The Great Fear Conflation July 30, 2012

The headlines last week said that 30% of Republicans believe that Obama is a Muslim. An actual increase since 2008. And this has been followed by various surveys (always publicized by self-proclaimed liberals) that conservatives are simply less intellectual, less smart, than liberals.

I doubt it. Read down in an article on the recent PEW foundation survey and the picture is murkier than ignorance rather than intelligence. (http://abcnews.go.com/blogs/politics/2012/07/half-of-americans-do-not-know-the-presidents-religion/)

Once of the surveyors suspects, given the data, that for Republicans the appellation “muslim” has simply become a way of expressing strong dislike. Of course that is reprehensible, but it isn’t stupid. Indeed it is pretty common to take a derogatory term from one realm of bigotry and broaden its usage to all realms of disapproval. Look at the use of the word “fundamentalist” by liberals.

A long time correspondent recently wrote me (yet again) a long fear-drenched email about the Muslim threat to America. It was interesting. It showed how she has come to conflate Islam, socialism, and homosexuality into a single target for her fears. When she uses the terms “muslim,” “socialist,” or “gay” she isn’t even consciously aware that they refer to distinct and sometime mutually exclusive phenomenon. They simply represent the vast “other” that she believes threatens her, her family, and her way of life.

One could do a long analysis of the world of political and social discourse in which this great conflation takes place. And one might usefully compare it to the way that early 20th century anti-semitism was carefully fostered in Europe. (Jews were simultaneously communists, capitalists, homosexuals, lascivious heterosexuals, and self-righteous puritans.) But this analysis won’t solve the problem.

Nor, as I have discovered, will careful articulation of actual differences backed by endless attention to facts.

Because the problem is fear. Fear doesn’t respond to facts, nor to reason. Nor (short years of psychotherapy) does it disappear when its origins are revealed.

Fear is nurtured in solitude, but dissipated in relationships. My correspondent spends too much time alone with the voices from the television conversing with the voices in her head. Email simply moves the conversation to a different screen. And those conversations, and very few others, simply join when her friends meet for lunch or coffee. Her society is simply the externalization and confirmation of her inner discourse.

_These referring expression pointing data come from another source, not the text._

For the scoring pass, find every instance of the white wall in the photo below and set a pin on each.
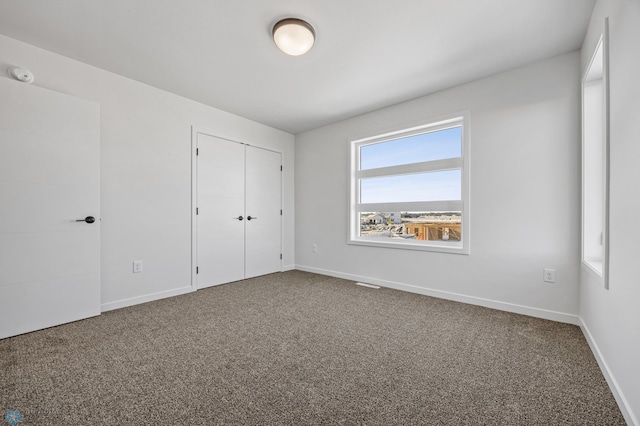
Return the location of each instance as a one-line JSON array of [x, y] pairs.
[[611, 318], [525, 172], [146, 171]]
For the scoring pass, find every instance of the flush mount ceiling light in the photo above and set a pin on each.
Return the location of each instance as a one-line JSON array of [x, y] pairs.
[[293, 36]]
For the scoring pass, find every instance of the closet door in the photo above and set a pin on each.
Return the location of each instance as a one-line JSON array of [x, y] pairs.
[[220, 219], [263, 235], [238, 220]]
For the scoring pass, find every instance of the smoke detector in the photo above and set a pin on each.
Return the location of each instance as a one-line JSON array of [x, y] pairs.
[[21, 74]]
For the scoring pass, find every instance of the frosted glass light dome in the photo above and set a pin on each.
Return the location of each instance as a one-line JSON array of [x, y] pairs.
[[294, 37]]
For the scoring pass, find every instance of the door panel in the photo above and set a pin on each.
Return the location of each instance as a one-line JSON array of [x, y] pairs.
[[263, 200], [49, 177], [220, 245]]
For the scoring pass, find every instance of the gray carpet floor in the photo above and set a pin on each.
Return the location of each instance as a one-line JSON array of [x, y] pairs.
[[296, 348]]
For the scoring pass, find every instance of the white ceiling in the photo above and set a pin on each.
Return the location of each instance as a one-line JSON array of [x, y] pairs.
[[368, 54]]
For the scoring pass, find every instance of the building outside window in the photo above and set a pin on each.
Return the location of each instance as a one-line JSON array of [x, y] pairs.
[[410, 187]]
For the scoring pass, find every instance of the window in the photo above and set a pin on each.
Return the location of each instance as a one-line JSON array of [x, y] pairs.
[[410, 188], [595, 163]]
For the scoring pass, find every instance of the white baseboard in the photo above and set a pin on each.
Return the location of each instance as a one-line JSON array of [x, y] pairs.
[[145, 298], [456, 297], [623, 404]]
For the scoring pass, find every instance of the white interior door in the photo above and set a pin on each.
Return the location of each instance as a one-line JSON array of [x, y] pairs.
[[263, 237], [49, 179], [221, 217], [238, 221]]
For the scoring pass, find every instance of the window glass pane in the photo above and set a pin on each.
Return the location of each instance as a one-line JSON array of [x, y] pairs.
[[418, 226], [430, 146], [431, 186]]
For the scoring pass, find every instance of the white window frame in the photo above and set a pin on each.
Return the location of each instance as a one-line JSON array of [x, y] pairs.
[[595, 160], [462, 205]]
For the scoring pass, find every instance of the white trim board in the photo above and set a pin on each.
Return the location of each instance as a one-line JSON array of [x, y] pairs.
[[456, 297], [144, 298], [625, 409]]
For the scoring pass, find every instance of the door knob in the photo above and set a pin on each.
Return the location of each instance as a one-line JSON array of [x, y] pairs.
[[88, 219]]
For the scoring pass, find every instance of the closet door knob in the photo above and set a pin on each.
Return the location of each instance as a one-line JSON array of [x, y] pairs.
[[88, 219]]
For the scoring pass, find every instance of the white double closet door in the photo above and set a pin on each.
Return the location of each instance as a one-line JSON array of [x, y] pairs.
[[239, 216]]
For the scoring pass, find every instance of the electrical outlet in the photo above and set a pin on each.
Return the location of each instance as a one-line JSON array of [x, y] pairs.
[[549, 275]]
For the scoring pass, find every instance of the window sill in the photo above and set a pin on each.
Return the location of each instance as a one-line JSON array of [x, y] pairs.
[[594, 268], [436, 246]]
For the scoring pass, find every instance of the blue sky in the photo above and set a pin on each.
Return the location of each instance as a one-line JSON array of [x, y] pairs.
[[415, 149], [433, 186]]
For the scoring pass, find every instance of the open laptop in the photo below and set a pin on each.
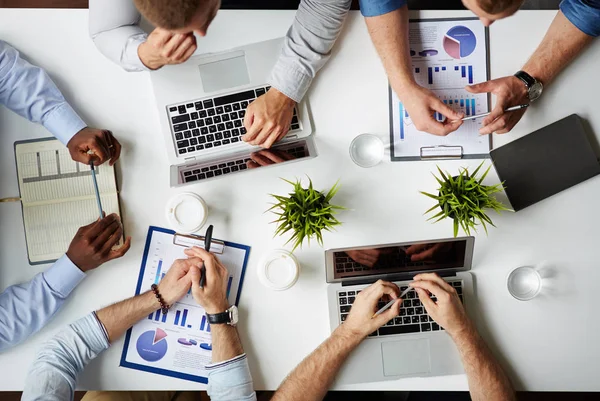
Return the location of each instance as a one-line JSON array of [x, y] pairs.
[[412, 344], [202, 105]]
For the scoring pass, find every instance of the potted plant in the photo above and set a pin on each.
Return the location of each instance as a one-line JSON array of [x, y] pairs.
[[305, 212], [465, 199]]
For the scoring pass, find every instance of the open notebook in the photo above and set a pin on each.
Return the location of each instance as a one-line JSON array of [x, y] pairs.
[[58, 197]]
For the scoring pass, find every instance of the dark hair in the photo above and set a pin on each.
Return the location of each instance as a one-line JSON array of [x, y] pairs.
[[169, 14]]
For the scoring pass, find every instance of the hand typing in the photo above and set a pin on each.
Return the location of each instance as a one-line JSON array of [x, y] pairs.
[[447, 311], [97, 145], [421, 104], [165, 47], [268, 118], [92, 245], [213, 296], [360, 321], [509, 91]]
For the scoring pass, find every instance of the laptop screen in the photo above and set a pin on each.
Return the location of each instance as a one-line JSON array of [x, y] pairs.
[[391, 259]]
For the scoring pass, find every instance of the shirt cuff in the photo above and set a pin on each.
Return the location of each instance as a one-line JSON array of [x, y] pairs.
[[63, 122], [130, 60], [372, 8], [290, 81], [63, 276], [230, 379], [583, 15]]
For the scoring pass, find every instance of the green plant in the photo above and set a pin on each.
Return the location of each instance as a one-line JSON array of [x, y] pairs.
[[306, 212], [464, 199]]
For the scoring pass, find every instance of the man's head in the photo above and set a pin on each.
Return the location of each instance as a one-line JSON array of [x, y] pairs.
[[489, 11], [180, 16]]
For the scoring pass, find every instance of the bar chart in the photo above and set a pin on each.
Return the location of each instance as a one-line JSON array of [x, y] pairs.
[[444, 76]]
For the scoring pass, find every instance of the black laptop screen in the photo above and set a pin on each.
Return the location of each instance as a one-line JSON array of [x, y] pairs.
[[400, 259]]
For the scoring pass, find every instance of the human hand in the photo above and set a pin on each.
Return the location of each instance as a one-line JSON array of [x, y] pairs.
[[268, 118], [360, 321], [178, 280], [99, 141], [510, 91], [93, 243], [419, 252], [213, 296], [448, 311], [421, 104], [267, 157], [165, 47], [366, 257]]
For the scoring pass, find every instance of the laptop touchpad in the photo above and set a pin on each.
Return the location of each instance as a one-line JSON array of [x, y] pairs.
[[408, 357], [229, 72]]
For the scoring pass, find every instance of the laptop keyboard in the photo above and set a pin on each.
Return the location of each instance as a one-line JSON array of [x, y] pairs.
[[214, 122], [413, 317], [204, 171]]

She isn’t the only one. And she isn’t the only one desperately seeking someone or something who will break in and break open the conversation. Why else would she keep writing me, when she knows what I will say?

I am tempted to believe that an encounter with Christ, who casts away fears, might help. But alas the Jesus whom she meets in church confirms her fears rather than exorcising them. So the only cure left for the amorphous fear of the “other” is a human encounter that strips away the great conflation of fears and replaces it with a human face.

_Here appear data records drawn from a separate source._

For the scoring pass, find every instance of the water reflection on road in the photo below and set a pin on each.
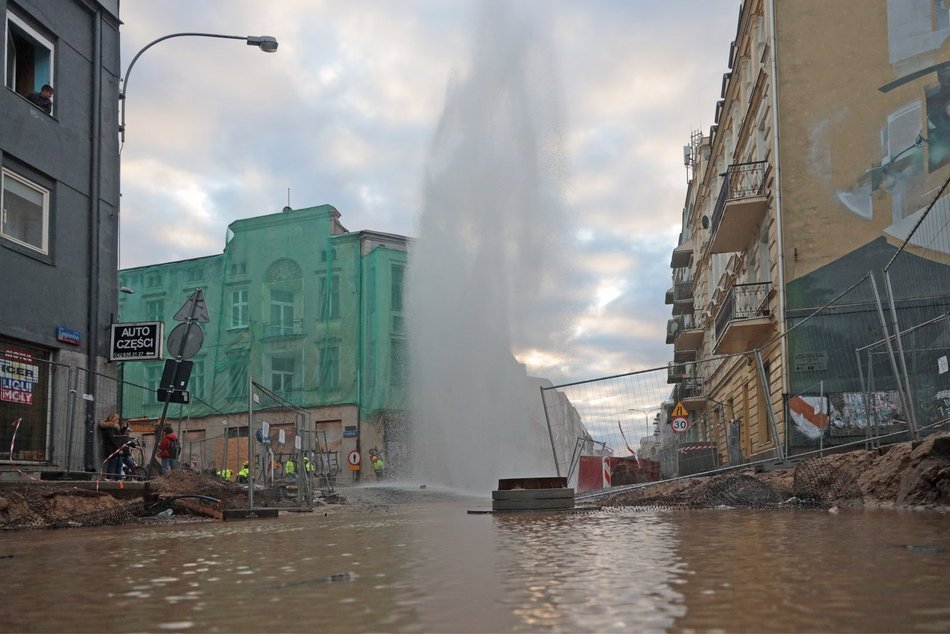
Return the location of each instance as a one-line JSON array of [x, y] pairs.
[[424, 564]]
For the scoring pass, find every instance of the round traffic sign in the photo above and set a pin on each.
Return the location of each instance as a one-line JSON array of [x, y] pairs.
[[679, 424], [189, 347]]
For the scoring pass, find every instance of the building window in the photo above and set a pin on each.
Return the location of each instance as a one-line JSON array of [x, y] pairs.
[[24, 218], [330, 296], [239, 308], [398, 362], [237, 381], [281, 313], [29, 58], [330, 365], [395, 295], [282, 374], [155, 310], [371, 291]]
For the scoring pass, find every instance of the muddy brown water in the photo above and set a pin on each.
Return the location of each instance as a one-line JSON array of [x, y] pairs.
[[416, 561]]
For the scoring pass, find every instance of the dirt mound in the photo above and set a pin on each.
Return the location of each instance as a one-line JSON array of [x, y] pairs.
[[38, 506], [906, 475]]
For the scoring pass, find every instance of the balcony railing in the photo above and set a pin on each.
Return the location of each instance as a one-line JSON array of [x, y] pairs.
[[692, 389], [675, 372], [744, 301], [293, 328], [741, 182]]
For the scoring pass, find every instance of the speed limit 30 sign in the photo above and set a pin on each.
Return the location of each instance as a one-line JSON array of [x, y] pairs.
[[679, 424]]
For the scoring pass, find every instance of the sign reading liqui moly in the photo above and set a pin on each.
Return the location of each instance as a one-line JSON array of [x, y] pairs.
[[18, 377]]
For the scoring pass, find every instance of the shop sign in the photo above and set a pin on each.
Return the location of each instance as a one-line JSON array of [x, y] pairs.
[[139, 341], [18, 377], [68, 335]]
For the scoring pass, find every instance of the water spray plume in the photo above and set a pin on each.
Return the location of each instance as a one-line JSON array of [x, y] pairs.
[[491, 217]]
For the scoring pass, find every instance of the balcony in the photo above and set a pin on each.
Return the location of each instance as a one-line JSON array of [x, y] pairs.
[[683, 298], [742, 203], [278, 329], [673, 326], [690, 335], [693, 394], [682, 256], [743, 323], [675, 373]]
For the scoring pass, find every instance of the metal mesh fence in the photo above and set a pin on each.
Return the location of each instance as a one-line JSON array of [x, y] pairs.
[[280, 456], [636, 432], [843, 384], [918, 286]]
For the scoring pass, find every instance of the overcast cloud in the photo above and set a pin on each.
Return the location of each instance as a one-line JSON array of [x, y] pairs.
[[345, 113]]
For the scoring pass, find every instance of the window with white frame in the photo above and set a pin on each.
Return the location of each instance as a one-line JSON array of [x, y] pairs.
[[24, 212], [330, 296], [239, 308], [281, 312], [29, 57], [283, 370], [330, 365]]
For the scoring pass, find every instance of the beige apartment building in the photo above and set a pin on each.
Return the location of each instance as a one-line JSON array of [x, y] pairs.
[[830, 142]]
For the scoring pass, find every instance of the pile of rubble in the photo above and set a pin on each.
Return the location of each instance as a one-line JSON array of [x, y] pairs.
[[905, 475]]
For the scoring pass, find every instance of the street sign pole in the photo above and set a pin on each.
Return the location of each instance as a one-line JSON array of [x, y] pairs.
[[194, 313]]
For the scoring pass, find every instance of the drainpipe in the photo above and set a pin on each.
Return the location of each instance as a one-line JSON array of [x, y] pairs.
[[95, 182], [779, 232]]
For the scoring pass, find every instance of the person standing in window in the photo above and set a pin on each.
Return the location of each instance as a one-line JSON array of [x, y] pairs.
[[43, 99]]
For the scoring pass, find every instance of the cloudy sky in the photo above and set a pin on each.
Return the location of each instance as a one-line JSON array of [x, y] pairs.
[[345, 114]]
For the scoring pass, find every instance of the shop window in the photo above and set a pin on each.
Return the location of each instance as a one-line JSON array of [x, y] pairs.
[[29, 57], [24, 212]]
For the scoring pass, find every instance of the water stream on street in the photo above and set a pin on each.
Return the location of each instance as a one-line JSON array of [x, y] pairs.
[[415, 561]]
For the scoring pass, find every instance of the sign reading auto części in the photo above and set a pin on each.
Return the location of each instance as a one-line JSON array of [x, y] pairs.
[[139, 341]]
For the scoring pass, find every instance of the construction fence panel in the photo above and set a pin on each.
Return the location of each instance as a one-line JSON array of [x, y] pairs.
[[918, 291], [283, 457], [844, 385], [627, 429]]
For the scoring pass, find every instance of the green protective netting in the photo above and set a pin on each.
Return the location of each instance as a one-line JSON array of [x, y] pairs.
[[308, 309]]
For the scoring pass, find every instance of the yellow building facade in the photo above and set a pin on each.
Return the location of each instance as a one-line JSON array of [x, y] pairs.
[[831, 142]]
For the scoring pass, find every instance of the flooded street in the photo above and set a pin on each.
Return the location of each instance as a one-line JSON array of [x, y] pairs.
[[415, 561]]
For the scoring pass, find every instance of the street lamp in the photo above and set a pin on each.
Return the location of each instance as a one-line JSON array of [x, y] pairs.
[[266, 43]]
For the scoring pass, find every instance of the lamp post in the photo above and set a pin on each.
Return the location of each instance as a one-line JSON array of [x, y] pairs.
[[266, 43]]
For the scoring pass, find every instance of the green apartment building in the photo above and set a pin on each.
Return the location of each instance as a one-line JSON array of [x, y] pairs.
[[302, 306]]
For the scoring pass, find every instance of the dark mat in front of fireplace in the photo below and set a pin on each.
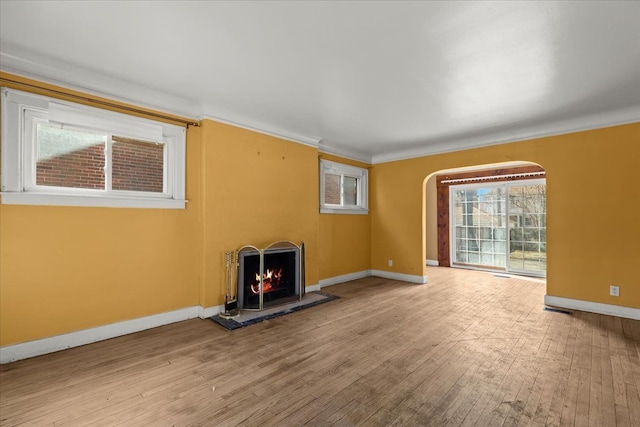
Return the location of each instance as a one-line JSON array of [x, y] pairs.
[[247, 318]]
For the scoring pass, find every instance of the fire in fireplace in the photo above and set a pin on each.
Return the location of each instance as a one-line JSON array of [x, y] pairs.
[[268, 277]]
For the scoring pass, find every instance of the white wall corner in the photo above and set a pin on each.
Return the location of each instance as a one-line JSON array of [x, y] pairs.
[[593, 307], [344, 278], [400, 276], [13, 352]]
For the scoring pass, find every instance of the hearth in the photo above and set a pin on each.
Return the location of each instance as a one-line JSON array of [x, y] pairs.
[[270, 276]]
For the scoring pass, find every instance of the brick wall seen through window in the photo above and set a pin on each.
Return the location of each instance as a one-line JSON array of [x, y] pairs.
[[74, 159]]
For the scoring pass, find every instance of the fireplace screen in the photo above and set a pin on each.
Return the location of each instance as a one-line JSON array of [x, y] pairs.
[[269, 276]]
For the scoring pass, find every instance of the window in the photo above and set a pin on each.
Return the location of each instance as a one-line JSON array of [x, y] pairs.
[[343, 188], [60, 153], [501, 226]]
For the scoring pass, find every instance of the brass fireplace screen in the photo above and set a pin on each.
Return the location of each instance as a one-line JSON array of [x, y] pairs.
[[262, 278]]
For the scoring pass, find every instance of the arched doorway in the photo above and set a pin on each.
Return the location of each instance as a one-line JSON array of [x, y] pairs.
[[489, 217]]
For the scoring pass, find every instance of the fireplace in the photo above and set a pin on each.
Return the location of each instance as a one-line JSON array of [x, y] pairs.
[[271, 276]]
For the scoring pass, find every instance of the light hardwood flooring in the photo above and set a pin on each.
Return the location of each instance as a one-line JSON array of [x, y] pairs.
[[469, 348]]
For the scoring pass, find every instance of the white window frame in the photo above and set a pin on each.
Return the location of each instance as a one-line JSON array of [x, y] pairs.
[[362, 177], [22, 110]]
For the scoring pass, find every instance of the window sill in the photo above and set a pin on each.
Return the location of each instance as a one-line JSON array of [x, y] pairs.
[[47, 199], [348, 211]]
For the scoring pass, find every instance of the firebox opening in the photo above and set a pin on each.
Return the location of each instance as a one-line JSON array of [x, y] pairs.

Those of us engaged in inter-religious dialogue often have high hopes for pluralistic societies and cooperation in resolving the great social problems of our age. Yet for now, and for perhaps the greatest number of Americans, we need an equally challenging but much less grandiose goal: ending the fear that gnaws away at our souls. And that will take as many face to face meetings between the fearful and the feared as our churches, mosques, synagogues, civil authorities, and civic organizations can organize.

Of course, from a Christian perspective this is the way you meet Jesus and let him cast out your fears, but to each his or her own theology. We need to meet our neighbors. Perhaps we won’t fear them. Perhaps we can even learn to love them.